After three weeks of no running due to an ankle injury, I’m finally back to pounding the pavements and continuing training for my impending marathon (which, I just spotted, is only 13 weeks away – yikes!) I feel relieved to be able to run again with no pain although a little frustrated with the dip in my stamina and speed from having had the enforced break. Although I stayed active and continued to lift weights during that time, just three weeks of no running has caused a bit of a setback. Still, nothing insurmountable so onwards and upwards is the goal.
It got me thinking though about how, when nothing is going wrong, I (and I’m guessing others) tend to take our bodies for granted. During this time of recovery, I’ve been doing my best to get more sleep, drink more water, consciously spend time outdoors and to choose healthy options to fuel myself. Although I’m always aware of these things in the back of my mind, it’s taken an injury to make me try and be more consistent in my approach to caring for my body. If I don’t let it rest, feed it properly or move enough…how can I expect it to perform at optimum capacity?
In an era where we are more busy than ever, I dare suggest that a lot of us skimp on the self-care in order to fit more and more into our schedules. Choosing the pre-packaged, unhealthy meal, staying up until gone midnight to fit in just a few more tasks, forgetting to get outside and breath fresh air, even if just for a few minutes. It’s so easy to just keep pushing and pushing our bodies, giving them no consideration or maintenance in order to fit everything in. Until that is, something goes wrong. Then everything grinds to a halt and we have to cut out everything and painstakingly start from scratch in repairing our physical vessels that carry us from A to B. Much easier to maintain something from the get go than try and repair it once it’s on its last legs (metaphorically of course).
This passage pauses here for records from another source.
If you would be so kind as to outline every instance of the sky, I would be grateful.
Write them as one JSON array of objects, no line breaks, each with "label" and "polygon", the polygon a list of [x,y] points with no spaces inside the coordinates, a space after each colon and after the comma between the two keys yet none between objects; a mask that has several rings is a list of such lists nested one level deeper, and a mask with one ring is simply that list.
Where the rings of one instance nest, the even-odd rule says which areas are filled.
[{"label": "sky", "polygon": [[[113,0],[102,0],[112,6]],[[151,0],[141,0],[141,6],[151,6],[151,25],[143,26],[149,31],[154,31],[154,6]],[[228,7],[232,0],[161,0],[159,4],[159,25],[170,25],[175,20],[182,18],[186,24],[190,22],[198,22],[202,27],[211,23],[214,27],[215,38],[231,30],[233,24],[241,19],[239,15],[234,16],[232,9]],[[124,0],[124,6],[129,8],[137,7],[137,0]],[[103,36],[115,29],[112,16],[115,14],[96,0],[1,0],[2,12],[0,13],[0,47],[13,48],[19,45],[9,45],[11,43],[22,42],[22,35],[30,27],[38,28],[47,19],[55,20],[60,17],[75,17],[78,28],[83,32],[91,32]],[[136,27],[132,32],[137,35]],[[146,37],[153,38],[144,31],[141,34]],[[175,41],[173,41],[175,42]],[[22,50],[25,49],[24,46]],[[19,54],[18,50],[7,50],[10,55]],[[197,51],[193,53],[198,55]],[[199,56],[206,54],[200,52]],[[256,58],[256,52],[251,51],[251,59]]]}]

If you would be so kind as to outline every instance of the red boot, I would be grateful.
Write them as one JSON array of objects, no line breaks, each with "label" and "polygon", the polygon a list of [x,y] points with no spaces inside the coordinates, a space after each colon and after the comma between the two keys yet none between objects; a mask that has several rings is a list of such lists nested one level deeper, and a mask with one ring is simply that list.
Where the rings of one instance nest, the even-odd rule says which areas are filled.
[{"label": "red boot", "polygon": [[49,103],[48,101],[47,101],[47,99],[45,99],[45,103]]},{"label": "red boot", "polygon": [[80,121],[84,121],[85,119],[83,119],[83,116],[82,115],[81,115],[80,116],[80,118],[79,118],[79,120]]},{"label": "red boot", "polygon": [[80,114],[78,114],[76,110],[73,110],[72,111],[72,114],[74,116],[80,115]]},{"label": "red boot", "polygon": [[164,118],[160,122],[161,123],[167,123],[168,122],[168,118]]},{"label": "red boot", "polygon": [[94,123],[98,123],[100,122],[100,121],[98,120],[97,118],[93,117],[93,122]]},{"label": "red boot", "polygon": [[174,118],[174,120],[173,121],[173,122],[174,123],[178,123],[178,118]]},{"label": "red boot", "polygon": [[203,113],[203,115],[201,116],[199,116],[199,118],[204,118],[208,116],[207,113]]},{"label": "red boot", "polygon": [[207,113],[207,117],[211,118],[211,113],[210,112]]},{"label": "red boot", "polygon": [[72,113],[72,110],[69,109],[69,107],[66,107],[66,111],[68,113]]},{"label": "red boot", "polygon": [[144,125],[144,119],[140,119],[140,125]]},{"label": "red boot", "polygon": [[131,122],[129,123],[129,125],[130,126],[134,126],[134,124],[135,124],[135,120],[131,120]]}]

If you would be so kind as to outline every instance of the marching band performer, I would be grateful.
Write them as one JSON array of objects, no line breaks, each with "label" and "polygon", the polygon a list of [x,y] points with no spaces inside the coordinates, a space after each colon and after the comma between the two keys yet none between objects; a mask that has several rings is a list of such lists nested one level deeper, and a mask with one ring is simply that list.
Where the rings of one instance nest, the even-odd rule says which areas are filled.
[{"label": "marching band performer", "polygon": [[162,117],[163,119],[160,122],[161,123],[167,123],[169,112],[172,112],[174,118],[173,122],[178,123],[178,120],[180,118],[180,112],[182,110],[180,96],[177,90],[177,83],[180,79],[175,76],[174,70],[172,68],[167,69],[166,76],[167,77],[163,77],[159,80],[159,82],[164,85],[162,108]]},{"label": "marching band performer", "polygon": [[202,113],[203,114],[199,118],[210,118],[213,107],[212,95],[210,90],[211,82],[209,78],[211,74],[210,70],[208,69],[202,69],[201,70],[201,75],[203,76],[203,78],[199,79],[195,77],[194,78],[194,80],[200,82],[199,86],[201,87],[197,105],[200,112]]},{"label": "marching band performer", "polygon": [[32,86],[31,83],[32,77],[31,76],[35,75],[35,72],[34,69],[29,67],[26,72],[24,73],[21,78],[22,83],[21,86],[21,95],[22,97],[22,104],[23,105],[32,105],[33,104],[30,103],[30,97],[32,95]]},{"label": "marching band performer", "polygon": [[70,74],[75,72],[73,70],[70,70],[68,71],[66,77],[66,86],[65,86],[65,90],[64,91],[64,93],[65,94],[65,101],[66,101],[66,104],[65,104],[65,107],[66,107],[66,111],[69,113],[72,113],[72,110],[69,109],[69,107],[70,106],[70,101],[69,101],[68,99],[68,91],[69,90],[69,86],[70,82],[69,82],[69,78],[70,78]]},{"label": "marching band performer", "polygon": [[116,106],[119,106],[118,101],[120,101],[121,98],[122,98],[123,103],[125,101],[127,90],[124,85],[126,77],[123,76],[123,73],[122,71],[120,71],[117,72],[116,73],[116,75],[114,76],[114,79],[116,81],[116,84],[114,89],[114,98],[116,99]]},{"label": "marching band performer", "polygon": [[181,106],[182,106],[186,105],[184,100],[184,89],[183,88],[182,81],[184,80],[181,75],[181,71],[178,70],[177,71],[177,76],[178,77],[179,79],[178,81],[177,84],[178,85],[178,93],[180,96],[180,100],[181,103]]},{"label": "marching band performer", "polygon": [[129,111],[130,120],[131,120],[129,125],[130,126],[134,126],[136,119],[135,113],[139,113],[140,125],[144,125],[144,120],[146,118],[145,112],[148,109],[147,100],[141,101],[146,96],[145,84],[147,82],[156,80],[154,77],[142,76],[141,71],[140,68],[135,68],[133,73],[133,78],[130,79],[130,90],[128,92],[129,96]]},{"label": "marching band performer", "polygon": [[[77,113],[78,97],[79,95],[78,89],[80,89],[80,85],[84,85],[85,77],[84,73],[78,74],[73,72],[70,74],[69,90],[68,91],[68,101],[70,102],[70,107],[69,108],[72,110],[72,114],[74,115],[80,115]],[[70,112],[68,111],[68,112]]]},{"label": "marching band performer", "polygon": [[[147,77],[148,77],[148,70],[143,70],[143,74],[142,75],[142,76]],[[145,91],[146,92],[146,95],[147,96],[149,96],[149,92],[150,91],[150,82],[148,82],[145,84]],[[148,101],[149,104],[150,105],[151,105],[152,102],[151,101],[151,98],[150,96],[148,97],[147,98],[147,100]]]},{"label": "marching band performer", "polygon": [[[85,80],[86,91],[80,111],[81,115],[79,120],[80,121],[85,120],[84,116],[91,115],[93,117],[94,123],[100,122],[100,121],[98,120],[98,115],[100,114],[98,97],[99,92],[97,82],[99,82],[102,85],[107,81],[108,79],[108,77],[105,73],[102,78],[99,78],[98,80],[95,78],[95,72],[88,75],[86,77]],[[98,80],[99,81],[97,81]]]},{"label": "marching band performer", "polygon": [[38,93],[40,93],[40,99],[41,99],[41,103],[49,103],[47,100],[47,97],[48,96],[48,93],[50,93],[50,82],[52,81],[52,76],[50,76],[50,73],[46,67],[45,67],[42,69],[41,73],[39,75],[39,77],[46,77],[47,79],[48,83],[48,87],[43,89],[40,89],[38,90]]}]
So I may be back in the game with my running but I’m trying to carry the lessons I’ve learnt from the last few weeks with me; sleep more, eat well, drink lots of water, go outside. And most importantly, to remember that I don’t have to do everything. It’s ok to say no to things, to go to bed early and try again tomorrow. It is absolutely fantastic that there are so many opportunities available to us these days but (carrying on from last week), we don’t have to take them all. It’s ok to go slow, to rest or concentrate on doing whatever your body needs you to do in order to be revitalised and ready for the next challenge.